Are duplicated NVARCHAR values stored as copies in SQL Server?

Under "normal" conditions, no, data in VARCHAR and NVARCHAR columns is not de-duped (although duplicate attribute and/or element names in a single XML value are reduced to a unique instance).

Using one of the Data Compression options is probably your best bet. Here are some things to consider:

  1. Unicode Compression (part of Row Compression) only works on NVARCHAR(1 - 4000), not NVARCHAR(MAX) (please vote for / support: Unicode compression NVARCHAR(MAX)).
  2. Page Compression can work with NVARCHAR(MAX), but only for in-row data. Off-row data (LOB pages) is not compressed.

Since the data won't really be changing, you should look into the Columnstore Index options (also available in Azure SQL Database):

  • Columnstore indexes: Overview
  • Columnstore indexes - Design guidance

Columnstore compression should be better than Page compression.

 

Also, you should probably avoid using the SPARSE option, due to:

  1. The SPARSE option offers no benefit compared to Data Compression.
  2. It is mainly intended for columns sets / wide tables (i.e. up to 30,000 columns).
  3. It mostly helps with fixed-length datatypes (e.g. INT, DATETIME). So, prior to Data Compression being available, it was useful for CHAR and NCHAR, but not for VARCHAR or NVARCHAR as they don't take up space when NULL.
  4. It only benefits columns set to NULL.
  5. It slightly hurts non-NULL values by adding 2 bytes to each one.
  6. You should probably have NULL for 50% - 60% of the rows in order to get enough savings for it to be worth using this option.

For more details on working with character data, please see the following post of mine:

How Many Bytes Per Character in SQL Server: a Completely Complete Guide


Yes duplicated data is stored as copies in SQL Server

To change this behavior, you would need to implement PAGE COMPRESSION feature - create or rebuild indexes with (data_compression = on) option

It is a great feature that helps to save space. Once you enable it, SQL Server is pointing to the same reference of the string behind the scenes

Beware that PAGE COMPRESSION is not available in every SQL Server Edition, and it can have some CPU overhead

So you might want to make a lookup table if your edition does not allow for page compression


Compression is fine and probably useful in your case, but you should normalize your tables anyway and try to achieve a structure where you're only storing one copy of the same address. This will lead to less redundancy, and lighten the primary table you're currently asking about.

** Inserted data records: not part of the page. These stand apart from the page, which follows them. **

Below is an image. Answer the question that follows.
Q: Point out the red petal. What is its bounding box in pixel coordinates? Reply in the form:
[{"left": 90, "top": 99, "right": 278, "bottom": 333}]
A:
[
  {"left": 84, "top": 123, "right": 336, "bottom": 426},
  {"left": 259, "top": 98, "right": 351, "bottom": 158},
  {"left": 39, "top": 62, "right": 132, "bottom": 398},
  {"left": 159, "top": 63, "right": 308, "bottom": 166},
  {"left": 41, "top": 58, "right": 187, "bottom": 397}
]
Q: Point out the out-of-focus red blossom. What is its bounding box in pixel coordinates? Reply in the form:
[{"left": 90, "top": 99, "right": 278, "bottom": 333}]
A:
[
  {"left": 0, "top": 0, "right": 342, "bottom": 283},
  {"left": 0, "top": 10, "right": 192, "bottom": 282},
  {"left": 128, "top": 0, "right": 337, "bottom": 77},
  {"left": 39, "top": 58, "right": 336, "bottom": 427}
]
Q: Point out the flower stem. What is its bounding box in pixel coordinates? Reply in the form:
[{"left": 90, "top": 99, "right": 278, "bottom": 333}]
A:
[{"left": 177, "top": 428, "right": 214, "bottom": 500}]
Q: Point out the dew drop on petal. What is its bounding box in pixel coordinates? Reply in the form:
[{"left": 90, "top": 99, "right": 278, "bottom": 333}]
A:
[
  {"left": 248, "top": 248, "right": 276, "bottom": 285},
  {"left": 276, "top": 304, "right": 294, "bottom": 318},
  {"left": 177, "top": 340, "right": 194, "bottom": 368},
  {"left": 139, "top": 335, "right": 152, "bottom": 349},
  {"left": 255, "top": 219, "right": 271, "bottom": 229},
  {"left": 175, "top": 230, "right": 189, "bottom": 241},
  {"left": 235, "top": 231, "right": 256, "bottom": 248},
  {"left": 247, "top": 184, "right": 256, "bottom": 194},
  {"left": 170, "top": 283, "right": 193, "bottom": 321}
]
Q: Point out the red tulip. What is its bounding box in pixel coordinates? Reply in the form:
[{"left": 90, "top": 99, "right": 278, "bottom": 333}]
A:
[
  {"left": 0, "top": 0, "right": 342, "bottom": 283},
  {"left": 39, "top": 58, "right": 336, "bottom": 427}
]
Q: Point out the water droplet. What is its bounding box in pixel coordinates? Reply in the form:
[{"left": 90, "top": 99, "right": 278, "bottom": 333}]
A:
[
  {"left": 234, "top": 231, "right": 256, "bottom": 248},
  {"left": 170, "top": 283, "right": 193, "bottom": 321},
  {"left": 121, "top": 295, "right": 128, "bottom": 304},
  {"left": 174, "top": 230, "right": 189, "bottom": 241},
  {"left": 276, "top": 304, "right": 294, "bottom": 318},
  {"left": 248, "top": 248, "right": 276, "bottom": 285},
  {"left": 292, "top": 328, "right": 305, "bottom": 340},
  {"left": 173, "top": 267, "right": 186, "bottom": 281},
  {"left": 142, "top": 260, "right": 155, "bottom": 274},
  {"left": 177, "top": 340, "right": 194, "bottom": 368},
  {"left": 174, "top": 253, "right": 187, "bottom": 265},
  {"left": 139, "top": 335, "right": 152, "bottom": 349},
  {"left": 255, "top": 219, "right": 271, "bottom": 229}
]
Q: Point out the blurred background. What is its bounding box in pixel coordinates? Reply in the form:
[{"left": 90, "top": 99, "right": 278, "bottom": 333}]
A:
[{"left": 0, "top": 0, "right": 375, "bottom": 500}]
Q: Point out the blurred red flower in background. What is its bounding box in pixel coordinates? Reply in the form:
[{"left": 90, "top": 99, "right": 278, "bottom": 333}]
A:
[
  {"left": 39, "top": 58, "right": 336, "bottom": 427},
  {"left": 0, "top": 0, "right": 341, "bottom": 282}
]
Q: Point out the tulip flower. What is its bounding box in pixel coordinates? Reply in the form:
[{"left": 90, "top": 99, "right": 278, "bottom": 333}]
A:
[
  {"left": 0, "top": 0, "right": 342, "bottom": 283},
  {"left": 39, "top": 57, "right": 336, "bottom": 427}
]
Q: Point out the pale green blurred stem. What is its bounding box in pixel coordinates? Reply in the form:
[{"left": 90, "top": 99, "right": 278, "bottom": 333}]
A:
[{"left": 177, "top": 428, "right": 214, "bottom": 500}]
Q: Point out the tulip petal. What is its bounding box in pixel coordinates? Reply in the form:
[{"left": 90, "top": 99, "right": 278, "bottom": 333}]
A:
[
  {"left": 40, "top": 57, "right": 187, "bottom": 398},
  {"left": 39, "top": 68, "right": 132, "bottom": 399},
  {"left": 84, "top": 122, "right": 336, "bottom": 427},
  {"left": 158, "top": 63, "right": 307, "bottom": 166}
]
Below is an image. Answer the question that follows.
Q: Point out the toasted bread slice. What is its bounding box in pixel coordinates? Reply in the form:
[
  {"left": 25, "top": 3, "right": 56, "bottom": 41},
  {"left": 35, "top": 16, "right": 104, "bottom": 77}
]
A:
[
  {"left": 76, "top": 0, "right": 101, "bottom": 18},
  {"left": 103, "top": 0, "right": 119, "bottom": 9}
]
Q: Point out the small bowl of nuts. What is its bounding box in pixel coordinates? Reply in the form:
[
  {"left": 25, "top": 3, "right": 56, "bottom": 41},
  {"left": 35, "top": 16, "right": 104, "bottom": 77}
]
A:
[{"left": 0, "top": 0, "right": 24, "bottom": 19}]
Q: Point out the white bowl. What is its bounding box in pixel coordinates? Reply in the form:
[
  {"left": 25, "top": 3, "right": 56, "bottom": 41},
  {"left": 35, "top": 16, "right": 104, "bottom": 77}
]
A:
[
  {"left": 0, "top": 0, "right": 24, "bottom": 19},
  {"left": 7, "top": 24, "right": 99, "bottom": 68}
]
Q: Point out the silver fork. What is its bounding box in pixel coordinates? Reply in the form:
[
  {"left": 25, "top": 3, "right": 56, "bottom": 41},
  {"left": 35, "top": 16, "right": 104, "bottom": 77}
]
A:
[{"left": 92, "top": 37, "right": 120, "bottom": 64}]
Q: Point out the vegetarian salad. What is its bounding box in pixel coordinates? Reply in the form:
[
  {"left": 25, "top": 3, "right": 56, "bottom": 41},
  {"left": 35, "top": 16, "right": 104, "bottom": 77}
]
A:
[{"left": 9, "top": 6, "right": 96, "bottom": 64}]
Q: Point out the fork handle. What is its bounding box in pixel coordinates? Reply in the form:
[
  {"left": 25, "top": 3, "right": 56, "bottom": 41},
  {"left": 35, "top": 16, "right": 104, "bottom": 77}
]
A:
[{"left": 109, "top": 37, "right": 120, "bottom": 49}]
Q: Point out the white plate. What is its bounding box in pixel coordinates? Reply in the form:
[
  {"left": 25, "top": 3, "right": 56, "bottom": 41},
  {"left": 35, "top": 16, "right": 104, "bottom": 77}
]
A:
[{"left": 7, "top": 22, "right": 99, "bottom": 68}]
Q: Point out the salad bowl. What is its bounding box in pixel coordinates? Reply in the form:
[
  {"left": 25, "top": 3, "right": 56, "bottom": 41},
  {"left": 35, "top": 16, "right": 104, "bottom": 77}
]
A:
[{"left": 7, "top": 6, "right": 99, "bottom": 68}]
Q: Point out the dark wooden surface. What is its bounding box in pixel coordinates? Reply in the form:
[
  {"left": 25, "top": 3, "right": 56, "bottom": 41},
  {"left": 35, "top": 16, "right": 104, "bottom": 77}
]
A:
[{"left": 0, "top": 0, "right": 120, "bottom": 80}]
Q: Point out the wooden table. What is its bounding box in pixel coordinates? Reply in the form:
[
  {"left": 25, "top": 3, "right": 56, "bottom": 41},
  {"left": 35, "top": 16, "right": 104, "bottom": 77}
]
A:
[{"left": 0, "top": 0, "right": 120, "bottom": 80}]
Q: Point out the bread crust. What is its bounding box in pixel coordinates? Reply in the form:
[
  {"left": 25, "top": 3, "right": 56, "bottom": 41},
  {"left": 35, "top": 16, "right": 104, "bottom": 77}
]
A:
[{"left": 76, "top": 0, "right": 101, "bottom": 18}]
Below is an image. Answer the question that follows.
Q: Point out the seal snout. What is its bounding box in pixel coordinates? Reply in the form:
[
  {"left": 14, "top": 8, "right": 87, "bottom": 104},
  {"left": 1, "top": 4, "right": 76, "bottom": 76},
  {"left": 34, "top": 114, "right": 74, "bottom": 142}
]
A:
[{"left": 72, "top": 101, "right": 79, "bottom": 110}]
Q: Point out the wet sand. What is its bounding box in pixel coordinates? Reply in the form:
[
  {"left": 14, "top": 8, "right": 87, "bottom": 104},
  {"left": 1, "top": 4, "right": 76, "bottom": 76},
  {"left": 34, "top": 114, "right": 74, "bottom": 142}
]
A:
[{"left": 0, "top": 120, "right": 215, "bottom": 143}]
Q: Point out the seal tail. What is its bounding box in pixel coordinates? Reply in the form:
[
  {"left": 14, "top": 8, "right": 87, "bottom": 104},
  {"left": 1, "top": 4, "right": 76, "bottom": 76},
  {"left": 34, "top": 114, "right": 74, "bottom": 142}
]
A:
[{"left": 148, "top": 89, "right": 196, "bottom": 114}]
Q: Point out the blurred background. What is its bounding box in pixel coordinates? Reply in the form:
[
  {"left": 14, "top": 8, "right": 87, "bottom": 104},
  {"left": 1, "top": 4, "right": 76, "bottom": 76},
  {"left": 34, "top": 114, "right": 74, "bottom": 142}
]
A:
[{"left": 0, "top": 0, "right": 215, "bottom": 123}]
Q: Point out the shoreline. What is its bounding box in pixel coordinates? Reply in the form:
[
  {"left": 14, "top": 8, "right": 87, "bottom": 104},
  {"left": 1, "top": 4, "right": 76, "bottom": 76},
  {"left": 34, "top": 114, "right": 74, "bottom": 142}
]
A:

Another two things to consider too are:

  1. NVARCHAR can use twice as much space as a VARCHAR of equally used length (Solomon Rutzky's answer links a good article regarding this), so it can be more data heavy. If you can use VARCHAR instead, you can probably drop the length down to something much more reasonable for an address field and save a lot more space. Here's an article comparing the two: SQL varchar data type deep dive

  2. You should also look into sparse columns which can save you a significant amount of space too when used correctly. Here's the Microsoft docs: Use Sparse Columns

    (Important to note that a minimum amount of NULL values need to be present for sparse columns to be worth looking into.)